In 2019, CCNC-SJ was founded to monitor racial discrimination in Canada and to help young Chinese Canadians learn about their cultural history.

History 
The organization was created in 1980, after an incident in September 1979 when the CTV Television Network incorrectly represented Chinese Canadians in an investigative show called W5. In a feature called "Campus Giveaways", CTV used allegedly incorrect statistics to conclude that foreign students were eroding other Canadians' opportunities for a secondary education and benefitting from public universities funded by Canadian taxpayers. All Chinese university students were treated as foreign students, regardless of their real nationality. The show also made numerous racial remarks about the Chinese students.

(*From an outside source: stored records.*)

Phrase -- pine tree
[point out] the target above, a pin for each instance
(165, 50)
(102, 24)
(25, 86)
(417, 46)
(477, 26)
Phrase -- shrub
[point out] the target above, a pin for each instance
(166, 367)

The incident and the resulting campaign were reported in the Canadian media.

In response, Chinese communities across Canada staged protests against CTV and forced the President of CTV to publicly apologize for the W5 feature. After the incident, Chinese who protested against CTV across Canada staged a meeting in Toronto. The meeting called for a stronger voice representing Chinese Canadians nationwide, thus the CCNC was formed. By 1980, the organization had developed nationwide presence with twenty-eight chapters.  The United Chinese Community Enrichment Services Society (S.U.C.C.E.S.S.) was accepted as a voting member in 1989.

Advocacy history 
Since the formation of the CCNC, it has spoken out against racial discrimination against Chinese in Canada. The CCNC is also involved in controversial issues concerning Chinese in Canada, like forcing the Government of Canada to apologize and redress the head tax that Chinese had to paid from 1885 to 1923.

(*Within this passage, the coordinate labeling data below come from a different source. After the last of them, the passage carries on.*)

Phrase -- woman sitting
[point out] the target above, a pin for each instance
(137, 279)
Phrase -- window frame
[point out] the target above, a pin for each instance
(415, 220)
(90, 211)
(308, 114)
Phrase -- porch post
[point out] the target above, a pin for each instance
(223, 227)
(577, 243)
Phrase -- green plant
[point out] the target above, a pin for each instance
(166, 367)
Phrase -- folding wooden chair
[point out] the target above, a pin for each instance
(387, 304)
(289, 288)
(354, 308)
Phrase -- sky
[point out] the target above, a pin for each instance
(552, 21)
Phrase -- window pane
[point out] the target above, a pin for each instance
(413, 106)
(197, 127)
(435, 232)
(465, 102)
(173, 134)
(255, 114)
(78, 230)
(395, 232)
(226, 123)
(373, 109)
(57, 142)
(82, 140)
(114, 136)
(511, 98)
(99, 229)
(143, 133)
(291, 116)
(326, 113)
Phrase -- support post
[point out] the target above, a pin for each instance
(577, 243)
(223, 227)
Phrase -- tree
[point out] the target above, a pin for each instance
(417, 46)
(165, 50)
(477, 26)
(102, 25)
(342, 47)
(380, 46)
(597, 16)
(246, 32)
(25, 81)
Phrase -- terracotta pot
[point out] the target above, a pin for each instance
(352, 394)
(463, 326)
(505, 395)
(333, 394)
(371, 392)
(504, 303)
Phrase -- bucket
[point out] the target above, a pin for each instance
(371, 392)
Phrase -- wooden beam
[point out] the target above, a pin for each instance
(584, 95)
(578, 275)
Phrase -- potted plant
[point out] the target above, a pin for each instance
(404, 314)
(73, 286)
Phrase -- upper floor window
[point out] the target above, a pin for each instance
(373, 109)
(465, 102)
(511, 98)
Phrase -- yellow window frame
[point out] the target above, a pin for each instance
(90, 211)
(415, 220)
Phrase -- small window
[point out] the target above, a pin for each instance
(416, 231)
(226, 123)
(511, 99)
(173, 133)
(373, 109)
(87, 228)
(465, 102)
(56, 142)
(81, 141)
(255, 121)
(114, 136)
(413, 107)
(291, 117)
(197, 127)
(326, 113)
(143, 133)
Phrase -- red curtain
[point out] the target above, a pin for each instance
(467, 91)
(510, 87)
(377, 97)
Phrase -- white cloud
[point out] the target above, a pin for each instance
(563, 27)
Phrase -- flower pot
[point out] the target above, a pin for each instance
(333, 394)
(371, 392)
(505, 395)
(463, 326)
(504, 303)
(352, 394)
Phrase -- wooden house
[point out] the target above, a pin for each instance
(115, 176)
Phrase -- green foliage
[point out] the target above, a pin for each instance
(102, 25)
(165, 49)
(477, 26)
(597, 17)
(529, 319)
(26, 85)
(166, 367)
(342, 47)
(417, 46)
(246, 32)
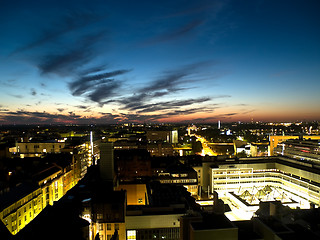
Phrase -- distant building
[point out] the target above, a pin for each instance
(160, 149)
(308, 150)
(37, 149)
(275, 140)
(168, 136)
(132, 164)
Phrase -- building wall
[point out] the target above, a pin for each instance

On November 28, 2005, the Toronto chapter of the CCNC (CCNCTO) was granted the William P. Hubbard Award for Race Relations by the Toronto city government, in recognition of the CCNC's advocacy for Head Tax redress.

CCNC-SJ has criticized the Bank of Canada for leaving out the image of an Asian Canadian from its 100 dollar bill and condemned the bank for listening to 'racist comments and feedback from the focus group' of its bank note design. The Bank of Canada later apologized to the CCNC-SJ's executive director Victor Wong.